These days, that simple, profound truth is the driving force behind all of Shane Barnard and Shane Everett's decisions, both personally and professionally. The pace is slower and the direction is clearer. The men are simplifying their lives by pairing down, enabling them to stay rooted in their community and church and to be home more with their growing families.
Everett has two daughters, and his wife is expecting a third in June; while Barnard has two girls as well with singer-songwriter wife Bethany Dillon. They have reduced 150 tour dates from last year down to 80. In addition to their weekly classes, they also lead worship at The Porch, a Bible study for 20 and 30-something singles.

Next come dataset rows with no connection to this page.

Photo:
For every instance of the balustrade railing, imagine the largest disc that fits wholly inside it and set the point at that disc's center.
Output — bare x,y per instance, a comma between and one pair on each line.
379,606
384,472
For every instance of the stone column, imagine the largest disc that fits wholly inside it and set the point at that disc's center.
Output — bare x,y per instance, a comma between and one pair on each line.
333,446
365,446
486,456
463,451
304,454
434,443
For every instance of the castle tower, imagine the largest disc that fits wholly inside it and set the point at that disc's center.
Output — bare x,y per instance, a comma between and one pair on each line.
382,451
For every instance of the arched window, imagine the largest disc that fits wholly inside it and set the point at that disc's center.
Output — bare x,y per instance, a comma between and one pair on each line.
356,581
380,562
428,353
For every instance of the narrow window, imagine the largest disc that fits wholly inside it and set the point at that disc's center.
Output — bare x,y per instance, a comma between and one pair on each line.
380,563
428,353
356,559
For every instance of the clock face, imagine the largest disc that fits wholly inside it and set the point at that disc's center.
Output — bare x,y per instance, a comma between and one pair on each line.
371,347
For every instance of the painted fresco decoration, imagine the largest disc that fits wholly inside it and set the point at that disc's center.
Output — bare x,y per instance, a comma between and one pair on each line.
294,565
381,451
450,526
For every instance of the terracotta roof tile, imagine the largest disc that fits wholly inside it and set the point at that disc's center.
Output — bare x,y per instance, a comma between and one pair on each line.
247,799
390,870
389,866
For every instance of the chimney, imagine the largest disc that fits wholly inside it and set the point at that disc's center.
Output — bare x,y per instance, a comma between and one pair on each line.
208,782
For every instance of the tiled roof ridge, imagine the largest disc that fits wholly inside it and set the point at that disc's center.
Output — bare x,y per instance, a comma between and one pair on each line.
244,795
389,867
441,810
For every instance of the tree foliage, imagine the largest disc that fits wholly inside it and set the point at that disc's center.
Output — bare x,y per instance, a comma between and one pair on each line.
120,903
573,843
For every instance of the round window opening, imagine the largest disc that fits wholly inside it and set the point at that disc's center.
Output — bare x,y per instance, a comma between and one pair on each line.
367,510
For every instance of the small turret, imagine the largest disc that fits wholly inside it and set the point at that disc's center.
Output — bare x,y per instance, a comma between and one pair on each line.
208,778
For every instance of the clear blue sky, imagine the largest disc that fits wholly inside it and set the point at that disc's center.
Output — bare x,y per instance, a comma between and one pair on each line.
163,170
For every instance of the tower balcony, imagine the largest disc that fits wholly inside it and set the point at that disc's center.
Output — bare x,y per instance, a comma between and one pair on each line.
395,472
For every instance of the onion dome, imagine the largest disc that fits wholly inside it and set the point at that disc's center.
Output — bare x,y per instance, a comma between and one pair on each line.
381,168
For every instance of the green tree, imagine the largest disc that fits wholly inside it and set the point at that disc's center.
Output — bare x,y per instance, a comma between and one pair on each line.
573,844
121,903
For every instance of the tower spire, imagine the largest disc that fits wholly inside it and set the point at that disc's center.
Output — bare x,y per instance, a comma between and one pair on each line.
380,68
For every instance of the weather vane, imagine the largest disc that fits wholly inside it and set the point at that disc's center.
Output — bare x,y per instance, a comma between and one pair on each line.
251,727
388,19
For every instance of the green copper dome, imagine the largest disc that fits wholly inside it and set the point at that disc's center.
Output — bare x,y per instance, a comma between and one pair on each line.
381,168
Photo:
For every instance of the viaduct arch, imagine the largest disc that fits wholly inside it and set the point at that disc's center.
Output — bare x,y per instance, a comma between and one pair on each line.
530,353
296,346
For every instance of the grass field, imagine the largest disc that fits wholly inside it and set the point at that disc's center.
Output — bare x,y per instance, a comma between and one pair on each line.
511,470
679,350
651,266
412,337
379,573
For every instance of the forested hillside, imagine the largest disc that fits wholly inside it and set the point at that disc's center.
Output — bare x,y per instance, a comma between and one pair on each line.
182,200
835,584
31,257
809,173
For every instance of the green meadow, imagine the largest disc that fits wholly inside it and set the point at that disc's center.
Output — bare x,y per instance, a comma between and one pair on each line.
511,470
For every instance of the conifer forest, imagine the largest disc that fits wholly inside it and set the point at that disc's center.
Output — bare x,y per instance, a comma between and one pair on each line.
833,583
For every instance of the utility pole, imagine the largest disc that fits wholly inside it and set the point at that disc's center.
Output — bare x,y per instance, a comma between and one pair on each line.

"We've been in a season of just really coming back to the Gospel and guarding the trust of our hearts and our bandwidth as believers to try to put an emphasis on fostering the heart that loves Christ more than stuff," Everett reveals. "In light of that, the shows are better, and the ministry's better. I feel like our relationship as a team—the Shane & Shane team—is healthier. We're tapping into the Source more. Time with the Lord has really enhanced every area of our ministry and family life. I feel like it's spilt over into the music."
"I actually feel like the Lord's really called Shane and I to speak [our] message to the church a lot more than to the un-churched," Barnard adds. "Eighty dates is doable, and we do feel called to still have a voice in that way, but the voice isn't more important than [our] daughters."
As for where their music lands, Shane & Shane are unapologetic about their message, and in the end, while they hope new record Bring Your Nothing resonates with numerous hearts, they're satisfied with the impact the songs have already had on their students.
"At least I have eight students who are being blessed by songs," says Barnard. "That's good enough for me."